Recipes
Thai Salad
The secret of beautiful Thai women, known around the world, most probably lies also in their balanced diet. Plenty of fresh herbs and spices, vegetables and super healthy ingredients, such as tofu, are the basis of most meals, such as this salad.
| Preparation time | 30 min |
|---|---|
| Demanding | |
| Energetic value | 272 kcal / 1137 kJ |
| Table of nutritive values | |
Ingredients
| 4 — 6 | |
| 150 g | rice noodles (flat) |
| boiled water | |
| 1 cup | cup oil for frying |
| 300 g | tofu, cubed |
| 200 g | fresh cucumber |
| 100 g | soy seeds, washed |
| 3 | spring onions, sliced |
| Sauce: | |
| 1 teaspoon | fresh ginger, grated |
| 1 | chilli, chopped finely |
| 1 tablespoon | coriander leaf, chopped |
| 50 g | unsalted roasted peanuts, crushed |
| 2 tablespoons | soy sauce |
| 2 | garlic cloves, crushed |
| 1 teaspoon | brown sugar |
| 2 tablespoons | tomato puree |
| 1 teaspoon | Vegeta Chicken Stock Powder |
| 3 tablespoons | oil |
Preparation
- Break up the rice noodles and place into a bowl, cover with boiled water. Leave until the noodles absorb the water and become soft, then drain.

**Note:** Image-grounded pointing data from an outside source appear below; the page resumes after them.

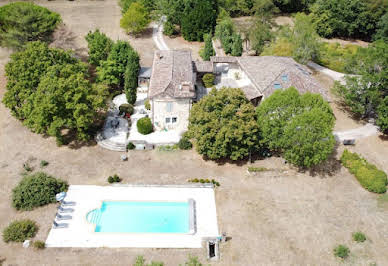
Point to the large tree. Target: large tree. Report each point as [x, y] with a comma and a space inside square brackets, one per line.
[136, 19]
[99, 47]
[112, 71]
[23, 22]
[297, 126]
[223, 124]
[199, 17]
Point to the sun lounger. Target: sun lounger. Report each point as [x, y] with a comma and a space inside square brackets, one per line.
[61, 225]
[63, 217]
[65, 210]
[67, 203]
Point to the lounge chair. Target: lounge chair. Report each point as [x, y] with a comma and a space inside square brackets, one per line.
[61, 225]
[67, 210]
[63, 217]
[67, 203]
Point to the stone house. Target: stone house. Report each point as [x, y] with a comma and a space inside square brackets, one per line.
[175, 83]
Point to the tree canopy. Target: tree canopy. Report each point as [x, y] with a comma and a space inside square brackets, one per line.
[298, 126]
[136, 19]
[48, 89]
[23, 22]
[223, 124]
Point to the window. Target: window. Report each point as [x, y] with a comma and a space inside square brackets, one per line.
[169, 107]
[277, 86]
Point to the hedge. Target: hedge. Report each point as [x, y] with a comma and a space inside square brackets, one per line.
[371, 178]
[18, 231]
[37, 190]
[144, 125]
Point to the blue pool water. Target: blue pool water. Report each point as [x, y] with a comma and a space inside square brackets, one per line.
[141, 217]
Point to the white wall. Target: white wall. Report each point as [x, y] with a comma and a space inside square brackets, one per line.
[180, 108]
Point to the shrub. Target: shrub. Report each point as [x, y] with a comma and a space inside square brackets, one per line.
[341, 251]
[208, 80]
[131, 146]
[25, 22]
[39, 244]
[43, 163]
[126, 108]
[19, 231]
[359, 237]
[147, 104]
[144, 125]
[371, 178]
[185, 144]
[37, 190]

- Heat up the oil and deep fry the tofu until it becomes golden in colour.
- Cut the cucumbers in half, remove the seeds and slice.
- In a bowl mix the pasta, cucumber, spring onions and soy seeds.

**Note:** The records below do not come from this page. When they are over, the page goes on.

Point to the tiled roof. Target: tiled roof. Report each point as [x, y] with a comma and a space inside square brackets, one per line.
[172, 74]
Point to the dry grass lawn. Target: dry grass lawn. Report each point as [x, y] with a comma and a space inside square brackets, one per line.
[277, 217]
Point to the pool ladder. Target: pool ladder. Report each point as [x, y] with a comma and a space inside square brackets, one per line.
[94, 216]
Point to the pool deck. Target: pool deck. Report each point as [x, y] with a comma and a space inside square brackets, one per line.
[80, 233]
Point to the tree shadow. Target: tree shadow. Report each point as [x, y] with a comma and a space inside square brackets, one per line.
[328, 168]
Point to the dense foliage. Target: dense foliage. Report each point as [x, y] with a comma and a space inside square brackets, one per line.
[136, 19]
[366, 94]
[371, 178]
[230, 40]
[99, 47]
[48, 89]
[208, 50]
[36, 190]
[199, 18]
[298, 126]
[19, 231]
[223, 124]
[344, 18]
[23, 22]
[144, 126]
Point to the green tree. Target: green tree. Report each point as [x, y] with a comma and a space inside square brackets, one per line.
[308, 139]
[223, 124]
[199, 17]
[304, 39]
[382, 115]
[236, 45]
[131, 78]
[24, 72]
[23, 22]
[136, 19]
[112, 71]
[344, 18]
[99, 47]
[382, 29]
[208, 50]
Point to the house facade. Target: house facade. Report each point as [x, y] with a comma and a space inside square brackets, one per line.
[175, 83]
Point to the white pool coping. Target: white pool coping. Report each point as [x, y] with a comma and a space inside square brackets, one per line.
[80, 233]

- Sauce: combine ginger, chilli, coriander, peanuts, soy sauce, garlic, sugar, tomato, Vegeta Chicken Stock Powder and oil. Mix together and pour over the prepared salad.
Serving
Ensure the sauce is stirred through the salad.
Tip
This recipe is perfect in summer months, or even as a snack rich in vitamins, minerals and other very beneficial ingredients.
Nutritional information
Energetic and nutritional values are calculated per serve.

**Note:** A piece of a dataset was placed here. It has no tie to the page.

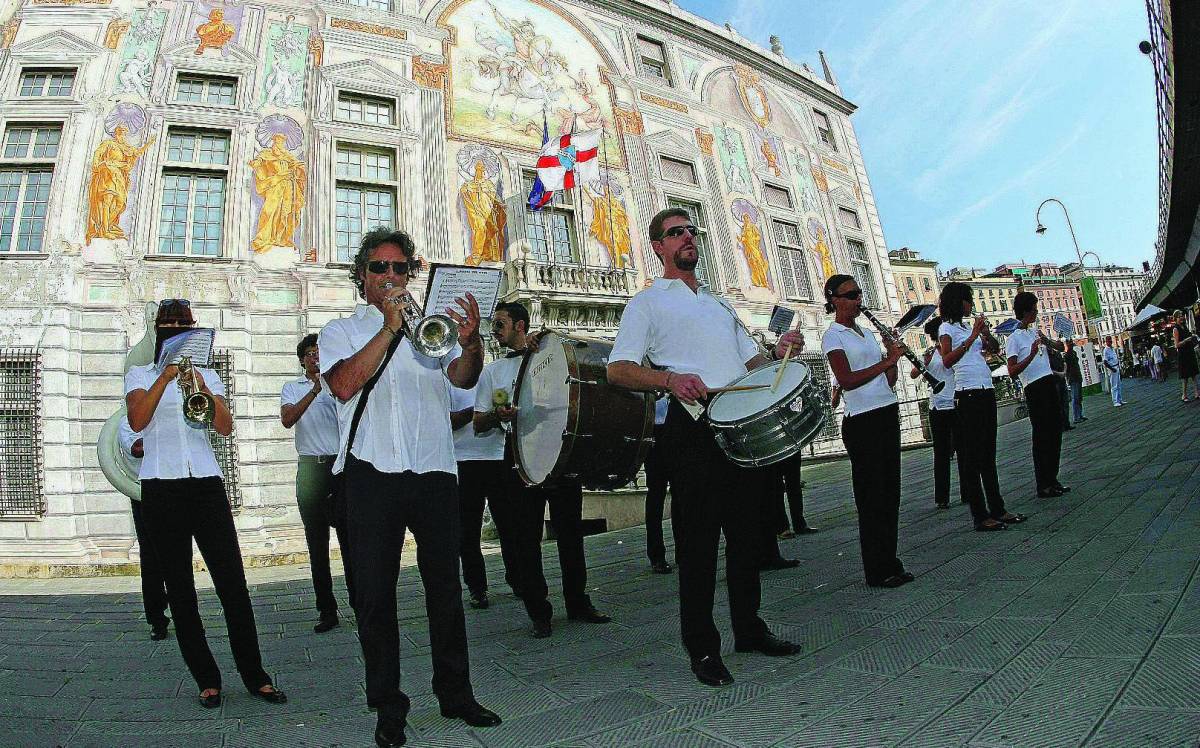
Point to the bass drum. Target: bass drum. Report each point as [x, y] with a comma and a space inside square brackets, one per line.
[571, 423]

| Nutrient | Unit of measurement | Quantity | RDA (%) | |
|---|---|---|---|---|
| Women* | Men* | |||
| Total proteins | g | 12,64 | - | - |
| Total carbohydrates | g | 26,61 | - | - |
| Total fat | g | 14,54 | - | - |
| Diet fibres | g | 3,26 | - | - |
| Cholesterol | mg | 0,00 | - | - |
| Vitamin A | IU | 201,62 | 5 | 4 |
| Niacin | mg | 6,04 | 43 | 30 |
| Vitamin C | mg | 13,50 | 18 | 15 |
| Vitamin E | IU | 2,32 | 11 | 11 |
| Magnesium | mg | 114,87 | 38 | 29 |
| Phosphor | mg | 189,52 | 24 | 24 |
| Potassium | mg | 459,35 | 12 | 12 |
| Sodium | g | 0,48 | 0 | 0 |
* RDA is based on daily intake for women of 2000 kcal, for men 2900 kcal, from 25 to 50 years of age. (Data source: DRI reports - Macronutrients, Elements, Vitamins, www.nap.edu; Genesis R&D and Podravka d.d.)